By Jean-Jacques Lecler and Gilles Baillieu, Arteris.
This peer-reviewed technical journal article is published in Springer Verlag's Design Automation for Embedded Systems Journal.
This article presents an overview of the design process of an interconnection network, using the technology proposed by Arteris. Section 2 summarizes the various features a NoC is required to implement to be integrated in modern SoCs. Section 3 describes the proposed top-down approach, based on the progressive refinement of the NoC description, from its functional specification (Sect. 4) to its verification (Sect. 8). The approach is illustrated by a typical use-case of a NoC embedded in a hand-held gaming device. The methodology relies on the definition of the performance behavior and expectation (Sect. 5), which can be early and efficiently simulated against various NoC architectures. The system architect is then able to identify bottle-necks and converge towards the NoC implementation fulfilling the requirements of the target application (Sect. 6).

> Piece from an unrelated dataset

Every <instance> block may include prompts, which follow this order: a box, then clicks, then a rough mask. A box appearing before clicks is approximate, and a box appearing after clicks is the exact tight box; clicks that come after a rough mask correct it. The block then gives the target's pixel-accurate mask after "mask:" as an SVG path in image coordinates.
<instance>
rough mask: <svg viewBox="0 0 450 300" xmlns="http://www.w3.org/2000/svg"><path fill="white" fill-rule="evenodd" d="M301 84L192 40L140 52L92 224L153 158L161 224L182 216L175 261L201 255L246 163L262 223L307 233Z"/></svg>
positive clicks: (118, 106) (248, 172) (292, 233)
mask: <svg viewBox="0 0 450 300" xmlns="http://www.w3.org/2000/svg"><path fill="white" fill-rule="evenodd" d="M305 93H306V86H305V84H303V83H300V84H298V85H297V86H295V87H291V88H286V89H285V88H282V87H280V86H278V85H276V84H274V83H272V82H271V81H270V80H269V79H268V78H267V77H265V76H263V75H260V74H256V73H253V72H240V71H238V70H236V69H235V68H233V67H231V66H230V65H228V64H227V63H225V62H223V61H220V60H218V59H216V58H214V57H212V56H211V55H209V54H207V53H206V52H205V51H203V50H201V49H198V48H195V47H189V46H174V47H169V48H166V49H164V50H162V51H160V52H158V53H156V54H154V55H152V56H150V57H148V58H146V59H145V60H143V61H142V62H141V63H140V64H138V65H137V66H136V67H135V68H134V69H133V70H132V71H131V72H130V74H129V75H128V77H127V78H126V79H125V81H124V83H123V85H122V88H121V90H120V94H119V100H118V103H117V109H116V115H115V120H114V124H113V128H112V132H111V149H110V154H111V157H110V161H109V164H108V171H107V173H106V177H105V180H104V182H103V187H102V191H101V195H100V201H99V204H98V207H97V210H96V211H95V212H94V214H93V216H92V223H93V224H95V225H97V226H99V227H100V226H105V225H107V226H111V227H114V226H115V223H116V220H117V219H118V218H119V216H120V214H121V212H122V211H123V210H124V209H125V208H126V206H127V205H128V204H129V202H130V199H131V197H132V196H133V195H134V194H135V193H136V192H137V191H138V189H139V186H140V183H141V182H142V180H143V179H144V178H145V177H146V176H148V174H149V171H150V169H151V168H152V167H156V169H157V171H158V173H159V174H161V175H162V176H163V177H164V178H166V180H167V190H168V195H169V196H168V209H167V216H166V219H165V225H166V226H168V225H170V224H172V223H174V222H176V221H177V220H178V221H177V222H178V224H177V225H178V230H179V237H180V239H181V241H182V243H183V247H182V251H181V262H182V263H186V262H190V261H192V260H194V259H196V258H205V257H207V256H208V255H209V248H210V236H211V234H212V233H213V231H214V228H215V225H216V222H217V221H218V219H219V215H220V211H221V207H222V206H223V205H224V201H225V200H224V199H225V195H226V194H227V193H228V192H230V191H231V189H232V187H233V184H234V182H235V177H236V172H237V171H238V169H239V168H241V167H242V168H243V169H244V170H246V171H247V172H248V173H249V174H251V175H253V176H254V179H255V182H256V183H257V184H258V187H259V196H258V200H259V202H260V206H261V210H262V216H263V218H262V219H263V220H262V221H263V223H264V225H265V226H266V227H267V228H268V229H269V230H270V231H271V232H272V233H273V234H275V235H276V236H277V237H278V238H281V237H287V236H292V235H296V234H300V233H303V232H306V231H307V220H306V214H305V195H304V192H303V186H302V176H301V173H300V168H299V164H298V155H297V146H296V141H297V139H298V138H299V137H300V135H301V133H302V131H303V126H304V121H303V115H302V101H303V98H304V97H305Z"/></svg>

1- On chip interconnect fundamentals
On a SoC, intellectual property blocks (IPs) communicate over an interconnect system using transactions. A transaction is the operation of reading or writing some bytes of data at some addresses in a memory space. Transactions are composed of a request which goes from an initiator to a target and contains at least the address and data in the case of a write operation; and a response flowing back from the target to the initiator, with some status and data in case of read operation. The physical interface between IPs and the interconnect system are sockets, usually synchronous, with a master side and a slave side. A number of different socket protocols have been defined by the SoC industry (OCP, APB, AHB, AXI, STBus, DTL, etc.). Sometimes, transactions have to be converted between the initiator socket and the target socket of an interconnect, for instance if both socket protocols are not identical. Such conversions must preserve the byte transfer semantics, i.e. the functionality of the transaction.